Sync Google Cloud SQL to Elasticsearch

Hi all!

I'm planning build a backend on Google App Engine, using the Go lang.
I would to use the Google Cloud SQL as my primary DB (a MySQL DB fully managed), and sync some tables to Elasticsearch to take advantages that only Elasticsearch has.

Which is the best way to do that?

PS.: The unique solution that I see is: To embed the Elasticsearch REST Client in DAO of the primary DB, so when an operation is performed on my primary DB, it would be replicated on Elasticsearch. But it's is a little tricky.

What do you mean by "sync some tables"? There are fundamental challenges.

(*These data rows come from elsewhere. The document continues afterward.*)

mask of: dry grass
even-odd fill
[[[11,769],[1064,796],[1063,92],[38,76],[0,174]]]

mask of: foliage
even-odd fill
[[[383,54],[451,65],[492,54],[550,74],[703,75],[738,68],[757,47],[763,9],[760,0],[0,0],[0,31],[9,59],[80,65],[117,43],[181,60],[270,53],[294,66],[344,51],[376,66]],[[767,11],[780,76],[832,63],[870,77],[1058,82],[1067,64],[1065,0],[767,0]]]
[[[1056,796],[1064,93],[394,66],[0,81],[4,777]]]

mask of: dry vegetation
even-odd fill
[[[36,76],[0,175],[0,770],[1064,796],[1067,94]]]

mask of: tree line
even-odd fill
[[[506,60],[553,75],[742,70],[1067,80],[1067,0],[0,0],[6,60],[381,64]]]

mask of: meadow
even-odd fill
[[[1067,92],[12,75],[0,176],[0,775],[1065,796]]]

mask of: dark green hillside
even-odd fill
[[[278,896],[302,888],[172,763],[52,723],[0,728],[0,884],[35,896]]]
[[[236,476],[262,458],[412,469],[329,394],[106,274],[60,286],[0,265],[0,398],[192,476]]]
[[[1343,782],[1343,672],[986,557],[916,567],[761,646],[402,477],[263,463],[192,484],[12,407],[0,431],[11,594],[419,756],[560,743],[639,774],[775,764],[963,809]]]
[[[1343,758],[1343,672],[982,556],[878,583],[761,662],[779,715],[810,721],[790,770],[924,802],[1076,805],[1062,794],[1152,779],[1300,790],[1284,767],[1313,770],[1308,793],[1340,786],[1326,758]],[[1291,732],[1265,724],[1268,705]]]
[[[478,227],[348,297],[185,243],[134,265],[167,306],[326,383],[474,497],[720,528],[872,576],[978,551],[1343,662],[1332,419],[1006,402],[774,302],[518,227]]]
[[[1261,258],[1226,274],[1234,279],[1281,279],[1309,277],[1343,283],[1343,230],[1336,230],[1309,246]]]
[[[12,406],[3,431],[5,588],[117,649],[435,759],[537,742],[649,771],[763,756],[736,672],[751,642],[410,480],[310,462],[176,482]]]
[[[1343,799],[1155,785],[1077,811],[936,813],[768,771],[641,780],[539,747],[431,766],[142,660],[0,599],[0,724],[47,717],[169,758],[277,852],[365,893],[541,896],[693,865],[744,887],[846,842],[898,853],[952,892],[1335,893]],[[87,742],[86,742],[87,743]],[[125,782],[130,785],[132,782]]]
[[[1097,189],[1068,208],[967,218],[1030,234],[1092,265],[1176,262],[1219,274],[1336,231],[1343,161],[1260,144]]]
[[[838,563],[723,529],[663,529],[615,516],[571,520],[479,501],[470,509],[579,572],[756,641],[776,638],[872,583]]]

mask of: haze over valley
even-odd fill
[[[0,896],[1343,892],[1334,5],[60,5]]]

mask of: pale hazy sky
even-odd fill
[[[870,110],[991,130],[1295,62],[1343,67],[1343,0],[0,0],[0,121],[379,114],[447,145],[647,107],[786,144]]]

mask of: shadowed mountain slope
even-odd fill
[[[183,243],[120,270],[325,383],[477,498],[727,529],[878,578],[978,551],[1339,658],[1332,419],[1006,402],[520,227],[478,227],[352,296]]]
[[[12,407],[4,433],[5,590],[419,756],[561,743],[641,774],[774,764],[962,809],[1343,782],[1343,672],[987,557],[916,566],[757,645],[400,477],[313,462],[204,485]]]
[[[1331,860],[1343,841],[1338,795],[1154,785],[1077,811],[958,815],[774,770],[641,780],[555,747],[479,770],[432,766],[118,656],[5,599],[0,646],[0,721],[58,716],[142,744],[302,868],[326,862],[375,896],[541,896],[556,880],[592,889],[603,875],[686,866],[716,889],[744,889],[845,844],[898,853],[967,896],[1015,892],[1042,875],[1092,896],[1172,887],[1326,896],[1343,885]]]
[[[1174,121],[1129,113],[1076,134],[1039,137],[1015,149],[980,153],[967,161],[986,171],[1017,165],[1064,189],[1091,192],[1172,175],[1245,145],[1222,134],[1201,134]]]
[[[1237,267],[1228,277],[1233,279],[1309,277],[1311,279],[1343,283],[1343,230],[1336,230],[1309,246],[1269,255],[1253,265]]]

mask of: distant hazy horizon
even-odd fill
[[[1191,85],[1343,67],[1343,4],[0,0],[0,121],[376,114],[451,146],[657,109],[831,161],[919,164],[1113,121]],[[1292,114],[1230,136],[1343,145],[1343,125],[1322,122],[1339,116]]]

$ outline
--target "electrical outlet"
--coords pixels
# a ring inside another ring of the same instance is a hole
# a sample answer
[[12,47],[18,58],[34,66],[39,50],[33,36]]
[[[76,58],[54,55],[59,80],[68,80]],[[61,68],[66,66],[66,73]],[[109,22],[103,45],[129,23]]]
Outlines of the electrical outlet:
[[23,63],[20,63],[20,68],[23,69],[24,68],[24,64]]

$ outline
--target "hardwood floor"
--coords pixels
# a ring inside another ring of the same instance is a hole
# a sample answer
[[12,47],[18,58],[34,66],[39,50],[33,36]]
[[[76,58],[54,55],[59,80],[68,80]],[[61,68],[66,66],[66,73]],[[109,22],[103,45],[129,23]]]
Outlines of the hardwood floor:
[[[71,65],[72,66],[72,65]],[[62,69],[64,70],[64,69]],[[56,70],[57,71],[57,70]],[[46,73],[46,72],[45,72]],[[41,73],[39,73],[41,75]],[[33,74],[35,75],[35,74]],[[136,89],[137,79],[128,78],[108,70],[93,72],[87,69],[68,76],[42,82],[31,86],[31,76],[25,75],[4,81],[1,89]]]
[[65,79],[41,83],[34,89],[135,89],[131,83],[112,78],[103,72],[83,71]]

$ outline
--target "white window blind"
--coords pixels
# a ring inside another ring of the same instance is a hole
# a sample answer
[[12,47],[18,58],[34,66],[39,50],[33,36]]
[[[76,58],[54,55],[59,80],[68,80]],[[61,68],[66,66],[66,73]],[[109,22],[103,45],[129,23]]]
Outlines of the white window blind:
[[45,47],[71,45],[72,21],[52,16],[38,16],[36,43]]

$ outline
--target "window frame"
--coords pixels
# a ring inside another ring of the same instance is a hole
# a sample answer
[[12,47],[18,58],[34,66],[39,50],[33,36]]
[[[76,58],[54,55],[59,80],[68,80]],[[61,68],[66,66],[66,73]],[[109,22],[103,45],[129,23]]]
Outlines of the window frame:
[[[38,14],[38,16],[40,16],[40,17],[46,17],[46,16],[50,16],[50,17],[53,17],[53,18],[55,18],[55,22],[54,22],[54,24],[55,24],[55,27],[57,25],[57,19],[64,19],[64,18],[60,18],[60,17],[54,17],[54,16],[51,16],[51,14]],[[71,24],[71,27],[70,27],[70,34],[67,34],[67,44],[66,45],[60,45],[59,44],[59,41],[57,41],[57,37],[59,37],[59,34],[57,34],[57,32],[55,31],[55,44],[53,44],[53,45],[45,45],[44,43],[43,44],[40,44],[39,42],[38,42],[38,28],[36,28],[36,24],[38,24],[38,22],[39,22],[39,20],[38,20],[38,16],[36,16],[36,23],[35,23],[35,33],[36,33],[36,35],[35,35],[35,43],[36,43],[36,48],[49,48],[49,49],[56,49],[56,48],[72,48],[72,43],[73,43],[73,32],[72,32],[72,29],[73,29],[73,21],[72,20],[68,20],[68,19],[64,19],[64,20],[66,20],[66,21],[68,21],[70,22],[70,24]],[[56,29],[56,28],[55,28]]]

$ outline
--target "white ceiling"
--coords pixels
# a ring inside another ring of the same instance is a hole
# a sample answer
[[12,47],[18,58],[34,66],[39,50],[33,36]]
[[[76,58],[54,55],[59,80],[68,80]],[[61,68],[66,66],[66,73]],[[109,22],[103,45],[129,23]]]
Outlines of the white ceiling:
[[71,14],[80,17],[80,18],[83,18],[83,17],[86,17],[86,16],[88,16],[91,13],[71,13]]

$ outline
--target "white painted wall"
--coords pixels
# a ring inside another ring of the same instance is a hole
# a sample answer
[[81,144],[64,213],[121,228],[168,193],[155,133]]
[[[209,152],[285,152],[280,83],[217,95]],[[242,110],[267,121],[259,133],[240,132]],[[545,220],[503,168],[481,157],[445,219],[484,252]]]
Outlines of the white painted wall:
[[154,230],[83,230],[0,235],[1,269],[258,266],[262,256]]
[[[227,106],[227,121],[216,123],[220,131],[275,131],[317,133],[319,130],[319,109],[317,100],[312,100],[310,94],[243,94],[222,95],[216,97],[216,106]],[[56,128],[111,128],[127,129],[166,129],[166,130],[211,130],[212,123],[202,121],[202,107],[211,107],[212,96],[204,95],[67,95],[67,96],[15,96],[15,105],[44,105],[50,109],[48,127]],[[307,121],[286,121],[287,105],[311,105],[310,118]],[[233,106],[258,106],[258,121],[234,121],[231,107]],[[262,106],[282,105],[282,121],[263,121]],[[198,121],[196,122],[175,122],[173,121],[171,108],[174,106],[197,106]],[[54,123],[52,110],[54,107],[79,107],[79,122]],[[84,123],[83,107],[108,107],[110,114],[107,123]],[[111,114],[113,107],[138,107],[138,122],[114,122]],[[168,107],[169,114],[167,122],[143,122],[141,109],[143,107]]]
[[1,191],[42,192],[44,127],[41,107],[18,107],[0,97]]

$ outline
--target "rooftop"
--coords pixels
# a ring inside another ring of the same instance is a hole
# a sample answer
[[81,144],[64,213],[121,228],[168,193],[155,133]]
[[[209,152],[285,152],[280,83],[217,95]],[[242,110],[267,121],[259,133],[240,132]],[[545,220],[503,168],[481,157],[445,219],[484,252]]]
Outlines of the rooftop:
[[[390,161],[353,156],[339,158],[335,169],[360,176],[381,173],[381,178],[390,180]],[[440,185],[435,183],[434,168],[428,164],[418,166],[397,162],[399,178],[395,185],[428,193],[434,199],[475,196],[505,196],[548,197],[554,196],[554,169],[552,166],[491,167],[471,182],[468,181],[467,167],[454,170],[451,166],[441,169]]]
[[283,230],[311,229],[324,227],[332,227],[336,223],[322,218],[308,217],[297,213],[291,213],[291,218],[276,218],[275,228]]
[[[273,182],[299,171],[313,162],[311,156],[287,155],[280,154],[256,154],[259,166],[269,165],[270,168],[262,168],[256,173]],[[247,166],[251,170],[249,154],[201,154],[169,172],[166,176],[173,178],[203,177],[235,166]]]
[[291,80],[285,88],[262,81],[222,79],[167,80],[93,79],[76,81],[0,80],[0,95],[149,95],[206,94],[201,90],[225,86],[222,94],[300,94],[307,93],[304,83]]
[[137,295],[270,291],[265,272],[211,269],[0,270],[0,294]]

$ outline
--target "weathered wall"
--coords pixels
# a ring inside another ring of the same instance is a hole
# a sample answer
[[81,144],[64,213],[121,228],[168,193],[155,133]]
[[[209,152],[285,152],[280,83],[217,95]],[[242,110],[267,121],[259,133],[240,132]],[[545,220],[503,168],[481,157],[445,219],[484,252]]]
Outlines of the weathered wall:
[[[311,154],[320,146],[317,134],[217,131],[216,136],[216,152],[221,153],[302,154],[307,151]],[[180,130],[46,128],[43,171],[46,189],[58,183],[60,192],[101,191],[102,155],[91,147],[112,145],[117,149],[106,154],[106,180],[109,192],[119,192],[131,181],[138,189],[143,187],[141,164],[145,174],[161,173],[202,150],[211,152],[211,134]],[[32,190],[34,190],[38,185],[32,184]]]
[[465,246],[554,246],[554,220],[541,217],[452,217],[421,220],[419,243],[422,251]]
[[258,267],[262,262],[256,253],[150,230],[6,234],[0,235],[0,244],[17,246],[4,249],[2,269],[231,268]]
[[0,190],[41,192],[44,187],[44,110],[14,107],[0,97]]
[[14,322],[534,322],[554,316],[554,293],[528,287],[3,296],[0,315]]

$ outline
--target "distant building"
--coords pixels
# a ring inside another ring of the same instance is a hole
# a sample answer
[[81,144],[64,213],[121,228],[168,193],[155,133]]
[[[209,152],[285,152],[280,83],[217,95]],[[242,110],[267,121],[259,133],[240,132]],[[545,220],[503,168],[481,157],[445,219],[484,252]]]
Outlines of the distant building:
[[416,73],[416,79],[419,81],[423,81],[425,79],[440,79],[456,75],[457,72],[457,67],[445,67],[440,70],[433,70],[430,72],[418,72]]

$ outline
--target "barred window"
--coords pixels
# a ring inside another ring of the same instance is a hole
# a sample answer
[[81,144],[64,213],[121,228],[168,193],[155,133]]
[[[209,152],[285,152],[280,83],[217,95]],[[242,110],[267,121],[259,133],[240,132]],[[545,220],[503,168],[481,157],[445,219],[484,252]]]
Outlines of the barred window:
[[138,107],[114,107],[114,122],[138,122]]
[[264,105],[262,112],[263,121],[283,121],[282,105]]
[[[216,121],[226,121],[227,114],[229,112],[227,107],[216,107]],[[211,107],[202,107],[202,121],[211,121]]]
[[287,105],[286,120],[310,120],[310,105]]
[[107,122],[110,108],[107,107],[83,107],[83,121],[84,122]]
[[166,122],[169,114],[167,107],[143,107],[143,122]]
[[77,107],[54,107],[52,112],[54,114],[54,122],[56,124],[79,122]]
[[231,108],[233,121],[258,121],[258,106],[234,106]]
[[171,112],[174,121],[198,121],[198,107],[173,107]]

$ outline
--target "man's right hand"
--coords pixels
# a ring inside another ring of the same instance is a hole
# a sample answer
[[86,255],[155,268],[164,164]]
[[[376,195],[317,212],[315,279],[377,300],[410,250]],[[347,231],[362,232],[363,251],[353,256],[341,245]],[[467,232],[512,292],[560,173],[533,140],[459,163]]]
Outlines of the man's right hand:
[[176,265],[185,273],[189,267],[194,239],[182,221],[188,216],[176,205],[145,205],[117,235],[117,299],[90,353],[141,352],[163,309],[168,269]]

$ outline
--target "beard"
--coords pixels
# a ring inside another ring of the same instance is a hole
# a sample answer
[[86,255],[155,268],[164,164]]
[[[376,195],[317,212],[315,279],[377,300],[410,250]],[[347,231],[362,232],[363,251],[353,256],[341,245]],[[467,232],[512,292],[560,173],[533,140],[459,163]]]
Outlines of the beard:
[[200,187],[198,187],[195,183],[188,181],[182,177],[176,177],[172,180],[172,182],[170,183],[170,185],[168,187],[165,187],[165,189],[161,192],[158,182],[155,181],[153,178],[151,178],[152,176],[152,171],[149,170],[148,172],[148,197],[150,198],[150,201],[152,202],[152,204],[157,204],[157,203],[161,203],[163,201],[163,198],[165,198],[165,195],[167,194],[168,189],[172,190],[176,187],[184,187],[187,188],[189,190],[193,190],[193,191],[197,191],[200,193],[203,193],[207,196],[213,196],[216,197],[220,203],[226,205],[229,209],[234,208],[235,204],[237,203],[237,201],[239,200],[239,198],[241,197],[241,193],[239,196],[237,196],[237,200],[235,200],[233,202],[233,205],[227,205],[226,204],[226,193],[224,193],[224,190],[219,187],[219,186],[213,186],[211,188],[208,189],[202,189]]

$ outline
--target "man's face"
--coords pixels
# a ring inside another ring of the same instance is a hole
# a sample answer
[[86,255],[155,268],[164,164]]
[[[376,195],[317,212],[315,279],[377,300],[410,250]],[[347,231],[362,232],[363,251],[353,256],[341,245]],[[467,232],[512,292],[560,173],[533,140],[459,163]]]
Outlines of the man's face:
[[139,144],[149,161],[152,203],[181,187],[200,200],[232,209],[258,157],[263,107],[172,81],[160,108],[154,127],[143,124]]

MySQL DB has columnar data in relational tables, where rows can be removed/updated/inserted very efficiently, while Elasticsearch has JSON documents, which must be denormalized, and massive updates/deletes do not perform well.

If you just want to copy table rows in a naive way by primary keys to ES JSON doc IDs from time to time, you can use my JDBC importer https://github.com/jprante/elasticsearch-jdbc/ which basically performs SQL selects. But it depends on the application data model if that is feasible or not.

First, thank you for your reply!

I said "sync some tables" because I don't want sync tables like user logins tables. Otherwise, no-private data must be synced.

I would like to understand that:

Imagine that I have a single row in my Countries table, representing the USA.
Imagine that I have 50 rows in my States table, each representing one state of USA, with a FK linked to USA row (in Countries tables).

Using JDBC Importer, I presume that, if I sync it, all States goes to Elasticsearch like: _source: {"Name": "Florida", "Country": {"Name": "USA"} }. Correct?

What happens if I update the name of a country from USA to United States in my MySQL DB? The documents inside Elasticsearch with "Country": "USA" will be updated to "United States", or not?

Thank you!

It depends on your SQL statement for JDBC importer.

If you update tables in MySQL, it will be picked up next SQL statement execution, but only if your SQL statement allows for that. For example, you can fetch whole table each run (recommended for deletes), or you can use a timestamp since last SQL statement execution. JDBC importer can use a cron-like scheduling.

Thank you very much! I appreciate that!